"It’s a face heaven gave me—what’s the problem?" he said
At the tail-end of the office party, under the pale wash of neon, he smiled. Kang Min-hyuk. A sculptor had dreamt of a 192 cm frame, then pressed marble into the features. The moment he tipped the soju glass toward me, the liquor didn’t disappear—my last excuse did.
Is this guy actually insane?
Even if I blamed the alcohol, he had never once said, "That’s not true." He just smirked and whispered, "You’ll come back anyway," as though the chaos were my fault alone.
His pupils held no syllable of apology
Why do handsome men expect the world to forgive them? Why do they believe a body alone can bend the planet?
Psychologists call it appearance-based narcissism. Yet the term feels flimsy.
What matters is the absence of guilt. Beautiful men never learned it; they never had to. Teachers, parents, friends—all of them smoothed every mistake with a smile.

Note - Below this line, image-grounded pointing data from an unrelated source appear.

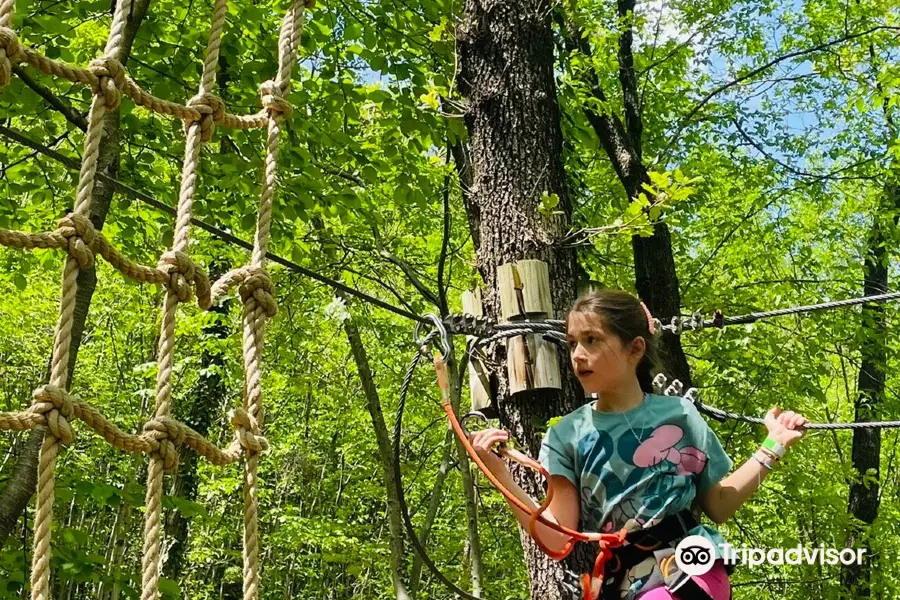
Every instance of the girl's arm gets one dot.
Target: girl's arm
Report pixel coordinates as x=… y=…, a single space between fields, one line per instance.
x=564 y=509
x=723 y=499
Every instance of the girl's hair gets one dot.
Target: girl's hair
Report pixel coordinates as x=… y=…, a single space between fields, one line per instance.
x=623 y=315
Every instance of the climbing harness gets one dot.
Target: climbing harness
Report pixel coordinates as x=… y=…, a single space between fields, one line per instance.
x=53 y=405
x=620 y=547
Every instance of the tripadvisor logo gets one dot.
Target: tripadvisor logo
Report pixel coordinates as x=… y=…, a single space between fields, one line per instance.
x=695 y=555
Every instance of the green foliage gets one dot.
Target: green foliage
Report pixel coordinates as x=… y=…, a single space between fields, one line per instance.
x=770 y=192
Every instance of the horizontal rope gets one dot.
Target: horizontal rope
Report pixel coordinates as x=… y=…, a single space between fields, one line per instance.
x=78 y=237
x=109 y=77
x=696 y=323
x=693 y=396
x=54 y=408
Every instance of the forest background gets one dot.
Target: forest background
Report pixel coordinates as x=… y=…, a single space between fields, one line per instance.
x=749 y=148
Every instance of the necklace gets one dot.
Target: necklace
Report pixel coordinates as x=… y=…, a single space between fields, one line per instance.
x=643 y=424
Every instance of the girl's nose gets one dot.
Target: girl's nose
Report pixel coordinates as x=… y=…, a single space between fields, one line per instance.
x=578 y=354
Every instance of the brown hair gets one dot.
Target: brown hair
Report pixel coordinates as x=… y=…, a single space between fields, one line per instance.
x=623 y=315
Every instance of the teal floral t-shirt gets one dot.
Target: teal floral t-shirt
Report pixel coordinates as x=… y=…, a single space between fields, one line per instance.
x=637 y=467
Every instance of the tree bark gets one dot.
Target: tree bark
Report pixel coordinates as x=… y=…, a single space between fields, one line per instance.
x=434 y=502
x=199 y=413
x=515 y=141
x=385 y=453
x=864 y=496
x=21 y=485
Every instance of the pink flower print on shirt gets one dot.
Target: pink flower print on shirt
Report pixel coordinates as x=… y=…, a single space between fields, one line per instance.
x=660 y=447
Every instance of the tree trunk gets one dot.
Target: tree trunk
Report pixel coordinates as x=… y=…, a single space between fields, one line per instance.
x=655 y=278
x=20 y=487
x=506 y=74
x=199 y=414
x=203 y=405
x=864 y=496
x=385 y=453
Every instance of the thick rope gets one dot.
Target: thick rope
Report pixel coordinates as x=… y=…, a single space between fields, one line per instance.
x=256 y=288
x=97 y=76
x=198 y=131
x=53 y=406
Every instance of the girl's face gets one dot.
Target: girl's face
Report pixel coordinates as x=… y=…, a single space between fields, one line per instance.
x=600 y=360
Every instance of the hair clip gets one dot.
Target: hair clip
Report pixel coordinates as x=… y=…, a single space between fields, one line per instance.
x=651 y=322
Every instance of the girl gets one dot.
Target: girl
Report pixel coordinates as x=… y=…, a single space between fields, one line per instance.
x=638 y=460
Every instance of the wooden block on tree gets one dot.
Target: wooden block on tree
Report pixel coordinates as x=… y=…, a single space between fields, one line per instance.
x=536 y=294
x=507 y=282
x=524 y=289
x=478 y=379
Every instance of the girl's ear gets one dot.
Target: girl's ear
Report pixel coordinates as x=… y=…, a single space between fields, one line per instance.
x=638 y=347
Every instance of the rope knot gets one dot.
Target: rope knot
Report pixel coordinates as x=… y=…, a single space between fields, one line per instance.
x=247 y=431
x=110 y=76
x=10 y=54
x=271 y=97
x=80 y=235
x=212 y=111
x=57 y=407
x=169 y=435
x=258 y=287
x=182 y=273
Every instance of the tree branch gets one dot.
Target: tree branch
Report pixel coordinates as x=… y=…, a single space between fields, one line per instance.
x=627 y=78
x=219 y=233
x=753 y=73
x=820 y=176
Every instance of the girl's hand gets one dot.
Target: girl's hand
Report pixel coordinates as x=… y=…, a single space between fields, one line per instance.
x=784 y=426
x=483 y=442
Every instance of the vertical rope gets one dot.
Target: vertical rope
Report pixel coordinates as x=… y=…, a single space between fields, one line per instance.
x=166 y=350
x=7 y=12
x=40 y=569
x=254 y=314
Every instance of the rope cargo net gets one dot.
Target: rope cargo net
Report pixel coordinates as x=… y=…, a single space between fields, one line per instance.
x=53 y=406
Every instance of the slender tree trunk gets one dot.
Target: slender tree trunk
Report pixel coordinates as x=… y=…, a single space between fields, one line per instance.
x=515 y=141
x=866 y=455
x=655 y=278
x=201 y=409
x=462 y=458
x=198 y=413
x=434 y=502
x=385 y=453
x=20 y=487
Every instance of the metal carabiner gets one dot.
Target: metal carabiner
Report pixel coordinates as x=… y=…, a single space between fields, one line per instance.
x=475 y=414
x=446 y=346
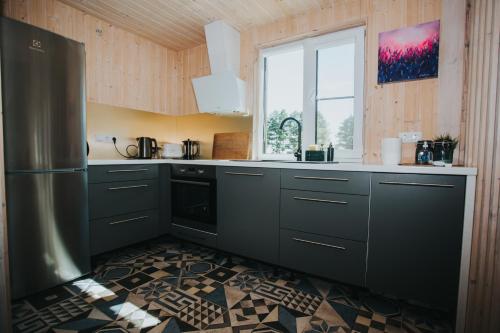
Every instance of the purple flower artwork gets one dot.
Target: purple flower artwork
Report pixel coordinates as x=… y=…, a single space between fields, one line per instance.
x=409 y=53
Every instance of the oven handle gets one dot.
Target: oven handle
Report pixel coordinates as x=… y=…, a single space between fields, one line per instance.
x=191 y=182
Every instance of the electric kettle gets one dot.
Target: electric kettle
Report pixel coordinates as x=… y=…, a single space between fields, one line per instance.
x=146 y=147
x=190 y=149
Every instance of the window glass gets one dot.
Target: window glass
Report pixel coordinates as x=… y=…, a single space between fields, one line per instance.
x=284 y=80
x=335 y=123
x=319 y=82
x=336 y=71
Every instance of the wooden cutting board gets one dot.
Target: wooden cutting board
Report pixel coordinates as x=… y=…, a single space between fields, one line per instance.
x=231 y=146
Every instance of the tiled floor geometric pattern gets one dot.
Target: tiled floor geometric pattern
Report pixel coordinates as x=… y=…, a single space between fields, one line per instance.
x=171 y=286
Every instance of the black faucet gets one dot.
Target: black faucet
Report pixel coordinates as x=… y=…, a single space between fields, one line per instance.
x=298 y=153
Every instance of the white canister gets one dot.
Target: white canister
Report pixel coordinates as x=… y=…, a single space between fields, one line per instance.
x=391 y=151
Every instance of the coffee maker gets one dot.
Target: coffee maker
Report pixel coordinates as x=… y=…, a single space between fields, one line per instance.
x=190 y=150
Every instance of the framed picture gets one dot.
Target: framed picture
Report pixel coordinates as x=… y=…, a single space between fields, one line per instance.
x=409 y=53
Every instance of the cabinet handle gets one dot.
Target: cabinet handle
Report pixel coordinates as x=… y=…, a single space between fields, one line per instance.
x=193 y=229
x=322 y=178
x=126 y=187
x=244 y=174
x=130 y=220
x=190 y=182
x=322 y=200
x=418 y=184
x=127 y=170
x=320 y=244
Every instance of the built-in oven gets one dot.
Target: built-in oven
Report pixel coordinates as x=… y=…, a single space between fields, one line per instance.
x=194 y=197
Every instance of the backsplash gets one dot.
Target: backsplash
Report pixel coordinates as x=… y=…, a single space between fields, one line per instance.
x=127 y=124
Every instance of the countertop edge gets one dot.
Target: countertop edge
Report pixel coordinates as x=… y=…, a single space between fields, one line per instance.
x=462 y=171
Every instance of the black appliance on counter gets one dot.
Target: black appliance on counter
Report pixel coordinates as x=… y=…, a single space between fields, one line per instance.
x=194 y=197
x=146 y=147
x=190 y=149
x=43 y=94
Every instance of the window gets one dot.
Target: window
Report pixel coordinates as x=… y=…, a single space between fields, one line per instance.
x=318 y=81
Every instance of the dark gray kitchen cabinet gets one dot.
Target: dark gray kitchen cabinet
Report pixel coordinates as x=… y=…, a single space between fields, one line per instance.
x=329 y=214
x=334 y=258
x=248 y=212
x=123 y=205
x=121 y=172
x=165 y=199
x=117 y=231
x=109 y=199
x=415 y=237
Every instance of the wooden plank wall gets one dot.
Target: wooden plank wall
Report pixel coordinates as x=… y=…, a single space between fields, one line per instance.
x=482 y=150
x=123 y=69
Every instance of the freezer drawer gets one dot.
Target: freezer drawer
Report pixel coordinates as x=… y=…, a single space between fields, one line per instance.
x=48 y=230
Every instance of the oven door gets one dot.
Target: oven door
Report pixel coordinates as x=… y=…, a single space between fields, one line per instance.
x=194 y=203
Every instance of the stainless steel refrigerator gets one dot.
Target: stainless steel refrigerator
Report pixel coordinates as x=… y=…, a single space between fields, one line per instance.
x=43 y=99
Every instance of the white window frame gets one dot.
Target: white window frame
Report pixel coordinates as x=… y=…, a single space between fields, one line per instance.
x=310 y=47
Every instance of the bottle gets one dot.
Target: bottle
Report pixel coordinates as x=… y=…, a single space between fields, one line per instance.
x=329 y=153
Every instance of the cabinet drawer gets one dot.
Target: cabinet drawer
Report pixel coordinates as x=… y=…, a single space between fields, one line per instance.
x=329 y=257
x=326 y=181
x=337 y=215
x=193 y=235
x=114 y=232
x=109 y=199
x=118 y=173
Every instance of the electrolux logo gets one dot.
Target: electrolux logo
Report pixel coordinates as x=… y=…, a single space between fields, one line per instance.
x=36 y=45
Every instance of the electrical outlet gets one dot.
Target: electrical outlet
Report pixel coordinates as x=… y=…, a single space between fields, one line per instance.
x=104 y=138
x=410 y=137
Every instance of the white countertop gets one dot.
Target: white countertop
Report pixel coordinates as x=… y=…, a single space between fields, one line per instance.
x=308 y=166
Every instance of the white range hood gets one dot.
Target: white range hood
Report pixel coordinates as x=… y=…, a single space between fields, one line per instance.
x=222 y=92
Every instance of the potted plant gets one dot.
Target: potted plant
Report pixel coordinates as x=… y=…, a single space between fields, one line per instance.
x=444 y=145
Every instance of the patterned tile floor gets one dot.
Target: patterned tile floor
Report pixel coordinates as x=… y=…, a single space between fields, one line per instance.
x=171 y=286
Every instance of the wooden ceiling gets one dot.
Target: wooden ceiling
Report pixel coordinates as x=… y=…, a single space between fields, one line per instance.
x=178 y=24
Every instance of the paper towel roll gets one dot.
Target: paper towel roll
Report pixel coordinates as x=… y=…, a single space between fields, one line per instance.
x=391 y=151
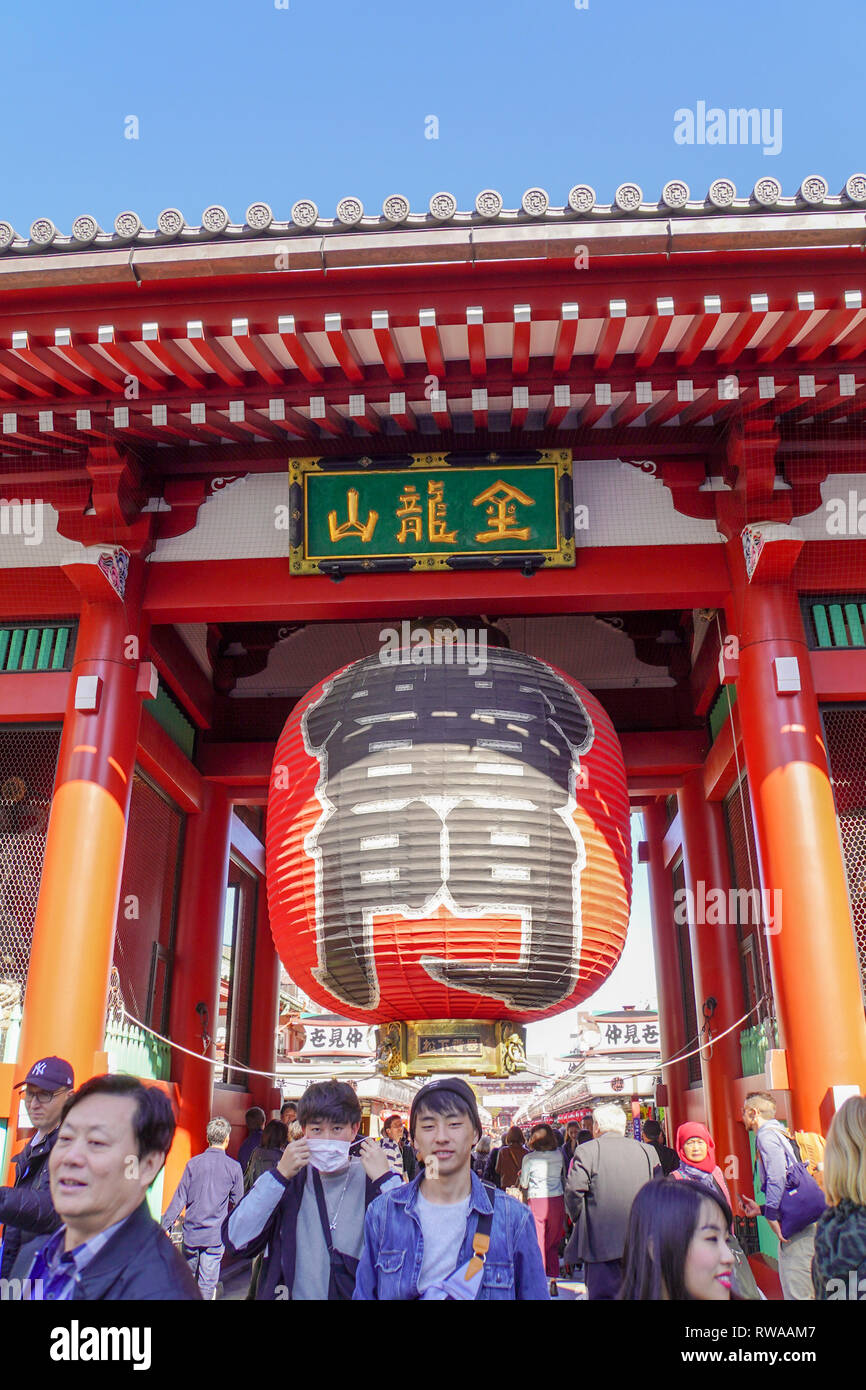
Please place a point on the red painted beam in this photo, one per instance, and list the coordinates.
(784, 330)
(38, 592)
(82, 356)
(431, 344)
(559, 406)
(246, 845)
(302, 353)
(47, 364)
(605, 578)
(342, 349)
(243, 765)
(845, 560)
(566, 337)
(129, 360)
(521, 341)
(385, 342)
(741, 331)
(840, 674)
(662, 752)
(182, 674)
(257, 353)
(520, 406)
(401, 412)
(27, 697)
(831, 327)
(655, 334)
(213, 355)
(171, 356)
(610, 335)
(697, 337)
(477, 348)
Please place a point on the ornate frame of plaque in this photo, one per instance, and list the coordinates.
(431, 512)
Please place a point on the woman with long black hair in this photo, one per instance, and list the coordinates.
(676, 1248)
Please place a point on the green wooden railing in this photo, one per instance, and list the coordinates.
(134, 1051)
(45, 648)
(838, 624)
(171, 717)
(9, 1039)
(754, 1045)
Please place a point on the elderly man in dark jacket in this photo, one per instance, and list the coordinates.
(27, 1208)
(113, 1140)
(605, 1178)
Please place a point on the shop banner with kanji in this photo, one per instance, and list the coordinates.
(430, 513)
(328, 1036)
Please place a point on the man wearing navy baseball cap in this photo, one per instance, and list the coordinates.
(27, 1208)
(446, 1235)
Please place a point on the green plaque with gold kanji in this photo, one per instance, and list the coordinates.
(434, 512)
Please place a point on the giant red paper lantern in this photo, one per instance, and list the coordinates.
(445, 841)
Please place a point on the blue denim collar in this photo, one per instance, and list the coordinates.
(407, 1194)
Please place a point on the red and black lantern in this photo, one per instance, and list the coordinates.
(449, 841)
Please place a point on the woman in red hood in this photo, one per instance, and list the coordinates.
(697, 1154)
(698, 1164)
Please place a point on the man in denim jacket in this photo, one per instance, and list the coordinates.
(420, 1240)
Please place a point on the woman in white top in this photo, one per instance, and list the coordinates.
(541, 1176)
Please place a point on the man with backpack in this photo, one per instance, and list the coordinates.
(793, 1198)
(448, 1235)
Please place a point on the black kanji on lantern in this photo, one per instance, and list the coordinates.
(442, 788)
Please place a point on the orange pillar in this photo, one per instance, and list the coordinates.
(715, 950)
(64, 1007)
(813, 955)
(672, 1023)
(266, 1007)
(196, 973)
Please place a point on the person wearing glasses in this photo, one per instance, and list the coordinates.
(27, 1209)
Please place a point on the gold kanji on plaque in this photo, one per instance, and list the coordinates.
(437, 513)
(409, 514)
(502, 513)
(353, 526)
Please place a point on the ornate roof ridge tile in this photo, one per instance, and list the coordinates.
(630, 203)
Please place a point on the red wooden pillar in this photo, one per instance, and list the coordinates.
(812, 947)
(716, 969)
(672, 1023)
(64, 1007)
(196, 973)
(266, 1007)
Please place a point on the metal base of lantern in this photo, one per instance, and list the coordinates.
(471, 1047)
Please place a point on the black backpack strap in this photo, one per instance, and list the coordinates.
(481, 1240)
(323, 1209)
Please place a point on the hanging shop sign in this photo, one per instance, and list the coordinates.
(331, 1036)
(431, 512)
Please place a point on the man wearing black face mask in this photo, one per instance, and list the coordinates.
(309, 1211)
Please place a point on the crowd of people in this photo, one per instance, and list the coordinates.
(430, 1211)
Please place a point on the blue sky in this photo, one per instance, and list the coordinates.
(239, 100)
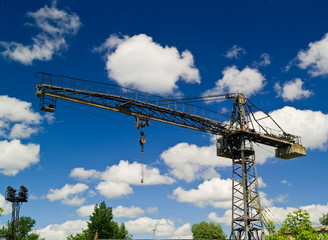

So they never hurt. They only know how to hurt.
Soo-jin said, "He was the first ruin of my life"
Soo-jin, 29, designer. Her first lover was him. She met senior Jeong Hyun-woo in the university library—though "met" is generous. She chose the table he always chose; he knew why she was there.
Their first date was his dorm room. The moment the door shut, he said, "Your face is so pretty it almost makes me sorry you’ve already slept with someone else."
Soo-jin still tastes that sentence. Why did it sound sweet?
Hyun-woo kept texting other women. Soo-jin’s KakaoTalk filled with hundreds of identical messages: "We’re not serious, right?" Each time, she forgave him with one glance at his eyes.
I thought I was forgiving. I wasn’t. I simply couldn’t hate him. Hating myself was the scarier option.
Jun-ho’s story: "After he shattered me, he collected the pieces and rebuilt me"
Jun-ho, 31, programmer. His first love was a man. Park Jae-min. The moment Jun-ho saw him in the club, the air left his lungs. Jae-min kissed strangers as casually as greeting them; Jun-ho replayed the scene for hours.
Jae-min approached. "First time?"
Jun-ho nodded. That night, Jae-min led him to the alley behind the club. Jun-ho remembers almost nothing—only waking to find Jae-min already in someone else’s arms.
"Oh, you? Everyone’s awkward at first," Jae-min laughed.
Jun-ho kept returning—twice a week, sometimes three. The insults grew sharper: "Sleeping with you isn’t exciting," "Guys like you should be one-night curiosities." Yet Jun-ho went back for the occasional I miss you—a shot sweeter than any drug.
It wasn’t love. It was a narcotic.
Why are we drawn to our own wreckage?
Psychologists label it the dopamine-addiction loop. A beautiful face hijacks the reward circuitry. Like a slot machine, the payoff comes at random, and the unpredictability drives us mad.
But there is a darker depth.
Do we love self-destruction? Or do we need catastrophe to prove we exist?
Handsome men dangle possibility just beyond reach. So we sprint harder, clutching the delusion that we are special, that someday we’ll earn their truth.
Perhaps what we truly crave is not having them, but witnessing our own collapse.
Do you still believe you can make him laugh?
Tonight, maybe you opened his KakaoTalk profile again, whispering just one last time. Yet do you know what you’re actually hungering for?
Could it be that you want to destroy yourself, not have him?
If so, why does your finger still hover over his name?